00:36:56.000 The president of the United States, of course, said people should maintain their presence out in the streets, that help was on its way.
00:37:02.000 We'll have to see what the president is intending.
00:37:05.000 Now, some people are claiming the president is going to do nothing.
00:37:07.000 I find that hard to believe.
00:37:08.000 He drew a red line.
00:37:09.000 That red line has been breached in an extraordinary fashion.
00:37:12.000 I think the president wants to do something meaningful.
00:37:14.000 He doesn't want to shoot a missile and hit a camel in the ass.
00:37:16.000 I think he wants to actually do something meaningful if he's going to do anything at all.
00:37:20.000 The Wall Street Journal reports something similar.
00:37:22.000 Apparently, President Trump was advised a large-scale strike against Iran was unlikely to make the government fall and could spark a wider conflict.
00:37:29.000 And for now, we'll monitor how Tehran handles protesters before deciding on the scope of a potential attack.
00:37:33.000 So it's not as though everything is off the table.
00:37:35.000 I think the question was one of efficacy.
00:37:38.000 If you launch a few airstrikes against random IRGC facilities, does it actually change the regime or allow the protesters to remain out in the streets?
00:37:46.000 Or does it simply result in a bit of a firefight in the Middle East and the Iranians continuing to murder people in the streets?

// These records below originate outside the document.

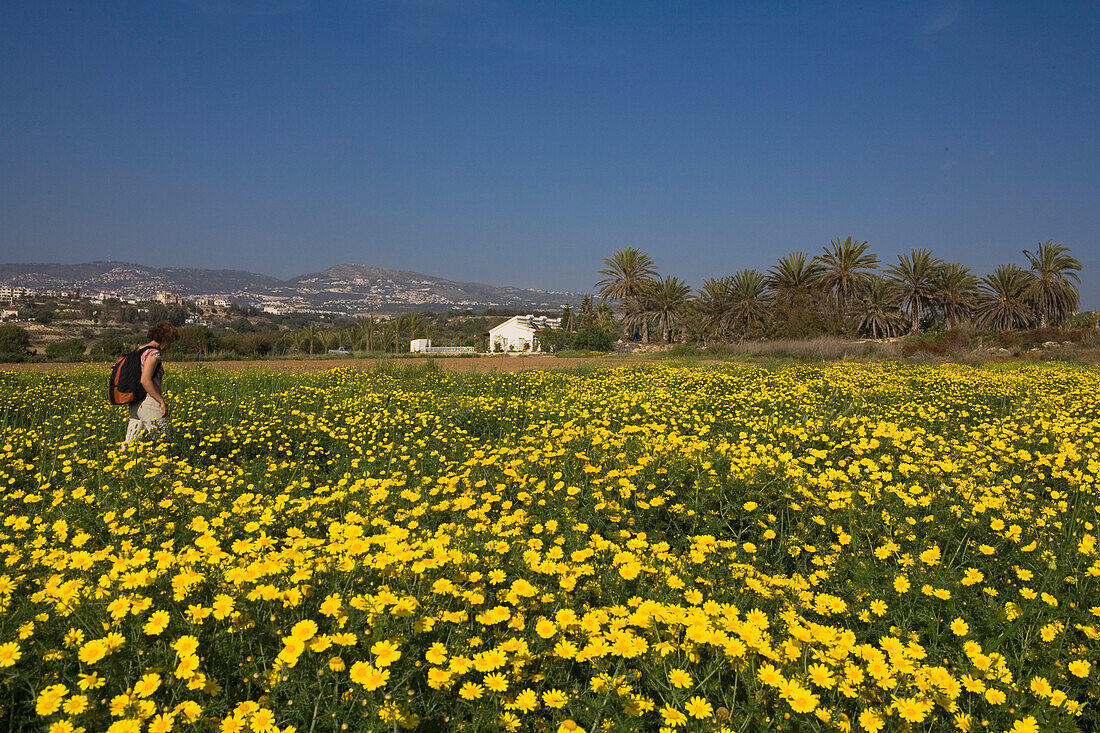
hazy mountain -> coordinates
[0,262,580,313]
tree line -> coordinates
[596,237,1081,344]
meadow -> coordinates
[0,363,1100,733]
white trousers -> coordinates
[127,395,168,442]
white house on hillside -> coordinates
[488,316,561,352]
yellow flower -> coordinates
[0,642,23,668]
[485,672,508,692]
[785,685,821,713]
[34,685,68,715]
[134,672,161,698]
[535,619,558,638]
[251,708,275,733]
[859,709,887,733]
[684,696,714,720]
[371,642,402,667]
[142,610,171,636]
[661,704,688,727]
[1011,715,1038,733]
[542,689,569,708]
[893,698,932,723]
[290,619,317,642]
[1068,659,1092,677]
[424,642,447,665]
[669,669,692,689]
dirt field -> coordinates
[0,357,646,373]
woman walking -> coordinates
[127,320,179,442]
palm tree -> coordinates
[596,303,615,332]
[382,318,404,352]
[402,313,424,340]
[356,314,378,351]
[624,275,691,343]
[974,264,1035,331]
[722,270,771,340]
[692,277,730,341]
[596,247,657,342]
[296,324,321,355]
[768,252,824,337]
[814,237,879,319]
[768,252,824,303]
[886,250,944,333]
[857,275,905,339]
[596,247,657,303]
[935,262,978,328]
[1024,240,1081,328]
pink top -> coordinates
[141,349,164,392]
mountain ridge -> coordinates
[0,261,581,314]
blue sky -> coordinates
[0,0,1100,307]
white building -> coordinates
[409,339,477,353]
[0,285,34,303]
[488,315,561,352]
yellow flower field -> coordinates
[0,364,1100,733]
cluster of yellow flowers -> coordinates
[0,364,1100,733]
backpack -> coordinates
[107,347,160,405]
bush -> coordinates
[0,324,31,361]
[46,339,85,361]
[88,337,130,361]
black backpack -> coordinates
[107,346,160,405]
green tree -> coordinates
[596,247,657,341]
[719,270,771,340]
[814,237,879,321]
[46,338,85,361]
[0,324,31,362]
[856,275,905,339]
[596,247,657,303]
[640,275,691,343]
[886,250,944,333]
[692,277,730,342]
[974,264,1035,331]
[935,262,978,328]
[1024,240,1081,328]
[88,336,132,362]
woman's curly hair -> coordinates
[149,320,179,344]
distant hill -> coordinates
[0,262,580,314]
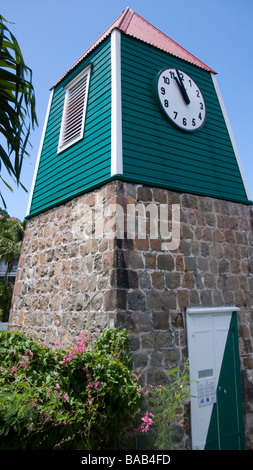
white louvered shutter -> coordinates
[58,64,90,151]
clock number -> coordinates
[163,75,170,85]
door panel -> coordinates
[187,309,244,450]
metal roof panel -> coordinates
[52,7,215,88]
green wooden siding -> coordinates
[121,34,248,202]
[30,37,111,215]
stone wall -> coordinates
[9,181,253,449]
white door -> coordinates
[187,307,243,449]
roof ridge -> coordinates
[52,7,215,88]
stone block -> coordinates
[157,254,174,271]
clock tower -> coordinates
[9,8,253,449]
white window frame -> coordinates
[58,65,91,153]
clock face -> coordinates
[157,68,206,132]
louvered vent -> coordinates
[58,64,90,151]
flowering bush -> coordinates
[0,328,149,450]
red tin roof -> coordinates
[54,7,215,86]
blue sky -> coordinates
[0,0,253,219]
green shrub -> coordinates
[0,279,13,321]
[0,328,146,450]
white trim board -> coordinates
[111,29,123,176]
[211,73,252,201]
[186,305,240,315]
[26,90,54,215]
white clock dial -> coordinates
[157,68,206,131]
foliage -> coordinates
[0,329,146,450]
[0,217,26,277]
[147,362,190,450]
[0,15,37,207]
[0,279,13,321]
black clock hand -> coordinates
[175,69,190,104]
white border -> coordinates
[111,29,123,176]
[57,65,91,154]
[211,73,252,201]
[26,90,54,215]
[186,305,240,315]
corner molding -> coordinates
[111,29,123,176]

00:37:53.000 Advisors told President Trump the United States would need more military firepower in the Middle East, both to launch a large-scale strike and also to protect American forces in the region from retaliatory ballistic missile attack.
00:38:06.000 It appears, according to the Wall Street Journal, that a wide variety of regimes in the Middle East, ranging from the Saudis to the Israelis, actually, suggested that a potential strike should not be undertaken until all the pieces are in place.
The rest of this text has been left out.